Treating someone who has anaphylaxis 

If you think that somebody is experiencing symptoms of anaphylaxis, you should use an adrenaline injector if one is available. Dial 999 immediately if an adrenaline injector is not available.

If you can see a potential trigger, such as a wasp or bee sting stuck in their skin, carefully remove it.

Adrenaline injections

Adrenaline causes the blood vessels to become narrower, which raises your blood pressure and reduces swelling. It also causes the airways to open, relieving breathing difficulties.

An adrenaline injection should be given as soon as a serious reaction is suspected.

Signs of suspected anaphylaxis:

  • problems breathing
  • feeling faint or dizzy
  • loss of consciousness

This can be done by the person with anaphylaxis, but sometimes (if it’s a young child or someone who is unconscious) another person may need to give the injection.

Before attempting the injection, make sure you know what to do. You should read all of the instructions carefully when you, or the person you are responsible for, are first prescribed the injector.

After injecting, the syringe should be held in place for 5-10 seconds. Injections can be given through clothing.

After injecting the adrenaline, you should immediately dial 999 for an ambulance, even if the person is starting to feel better.

Most people should experience a rapid improvement in symptoms once the adrenaline has been used. If there’s no improvement after 5-10 minutes, you should inject a second dose of adrenaline, if one is available. This should be injected into the opposite thigh.

Read MHRA (2014) guidelines on how to use an adrenaline auto-injector (PDF, 188kb).

Positioning and resuscitation

In most cases, the person should lie flat with their legs raised on a chair or a low table, to help maintain blood flow to the head and heart.

Pregnant women should lie down on their left side to avoid putting too much pressure on the large vein that leads to the heart.

If the person is conscious but having trouble breathing, they should sit up to make breathing easier.

If the person is unconscious, check that their airways are open and clear, and also check their breathing. Then put them in the recovery position (see below) to make sure they don’t choke on their vomit.

Place the person on their side, making sure they are supported by one leg and one arm.

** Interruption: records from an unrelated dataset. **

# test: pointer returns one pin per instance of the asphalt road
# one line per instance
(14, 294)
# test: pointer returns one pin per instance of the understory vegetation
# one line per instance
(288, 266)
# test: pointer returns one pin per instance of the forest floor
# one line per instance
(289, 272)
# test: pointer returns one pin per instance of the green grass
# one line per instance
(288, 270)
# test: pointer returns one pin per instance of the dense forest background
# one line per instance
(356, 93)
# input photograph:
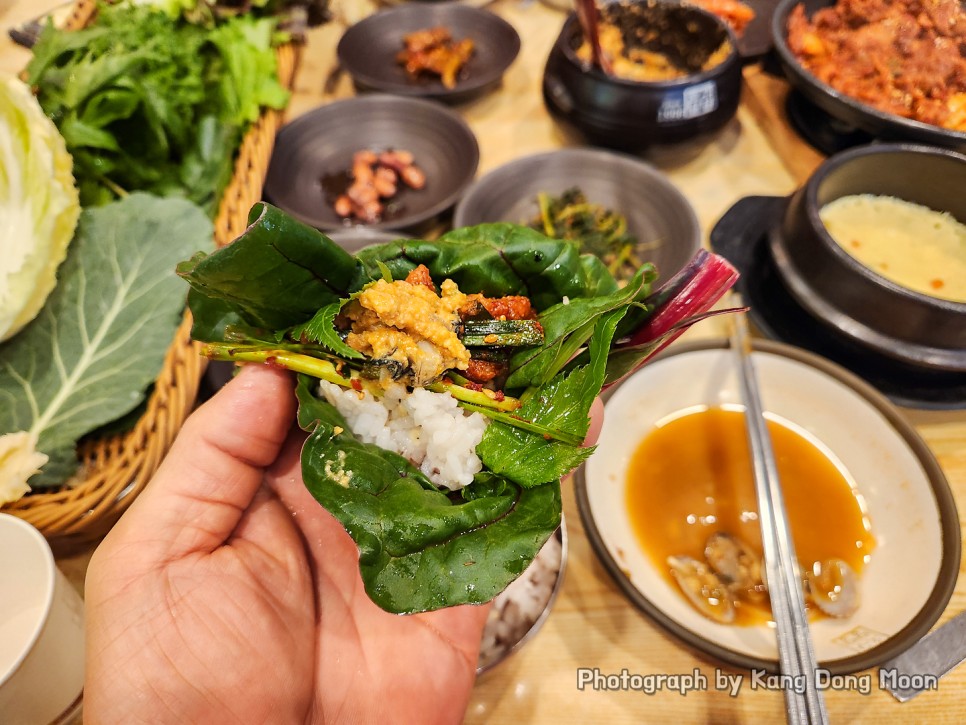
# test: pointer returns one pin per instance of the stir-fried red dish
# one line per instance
(906, 57)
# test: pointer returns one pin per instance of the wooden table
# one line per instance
(593, 624)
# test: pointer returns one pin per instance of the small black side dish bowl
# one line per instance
(634, 115)
(368, 50)
(313, 157)
(853, 298)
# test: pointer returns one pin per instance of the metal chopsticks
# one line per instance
(803, 700)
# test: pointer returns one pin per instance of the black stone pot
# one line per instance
(635, 115)
(851, 113)
(836, 288)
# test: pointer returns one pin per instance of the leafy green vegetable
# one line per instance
(149, 102)
(420, 549)
(102, 336)
(598, 230)
(38, 205)
(276, 292)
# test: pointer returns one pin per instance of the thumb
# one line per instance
(213, 470)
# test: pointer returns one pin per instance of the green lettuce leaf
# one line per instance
(419, 548)
(102, 336)
(277, 274)
(564, 404)
(498, 260)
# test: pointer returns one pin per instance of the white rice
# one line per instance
(518, 607)
(428, 428)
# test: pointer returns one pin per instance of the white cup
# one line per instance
(41, 631)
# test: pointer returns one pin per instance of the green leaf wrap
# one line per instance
(420, 549)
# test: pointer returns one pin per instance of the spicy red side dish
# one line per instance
(906, 57)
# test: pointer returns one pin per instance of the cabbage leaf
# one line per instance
(38, 205)
(98, 343)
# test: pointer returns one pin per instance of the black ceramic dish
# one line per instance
(313, 155)
(657, 213)
(863, 118)
(368, 50)
(634, 115)
(741, 236)
(893, 320)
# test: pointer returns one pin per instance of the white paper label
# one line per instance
(699, 100)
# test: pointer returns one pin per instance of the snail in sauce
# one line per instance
(691, 497)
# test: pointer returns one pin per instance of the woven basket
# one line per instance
(115, 469)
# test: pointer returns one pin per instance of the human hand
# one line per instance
(227, 594)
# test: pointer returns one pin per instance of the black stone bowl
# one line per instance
(845, 294)
(847, 110)
(368, 50)
(635, 115)
(657, 213)
(313, 156)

Open the airway by tilting the head and lifting the chin.

If the person's breathing or heart stops, cardiopulmonary resuscitation (CPR) should be performed.

Admission to hospital

Even if adrenaline is given, the person will need to go to hospital for observation (usually for 6 to 12 hours) as symptoms can occasionally return during this period.

While in hospital, an oxygen mask can be used to help breathing, and fluids given by an intravenous drip (directly into a vein) can help to increase blood pressure.

As well as adrenaline, additional medications such as antihistamines and corticosteroids can be used to help relieve symptoms.

Blood tests may also be carried out while you’re in hospital to confirm anaphylaxis.

You should be able to leave hospital when the symptoms are under control and it’s thought that they will not quickly return. This may be after a few hours, but you may have to stay in hospital for a few days if the symptoms were severe.

You may be asked to take antihistamines and corticosteroid tablets two to three days after leaving hospital, to help stop your symptoms returning.

You will probably be asked to attend a follow-up appointment, so you can be given advice about how you can avoid further episodes of anaphylaxis. An adrenaline auto-injector may be given to you for emergency use between leaving hospital and attending the follow-up appointment.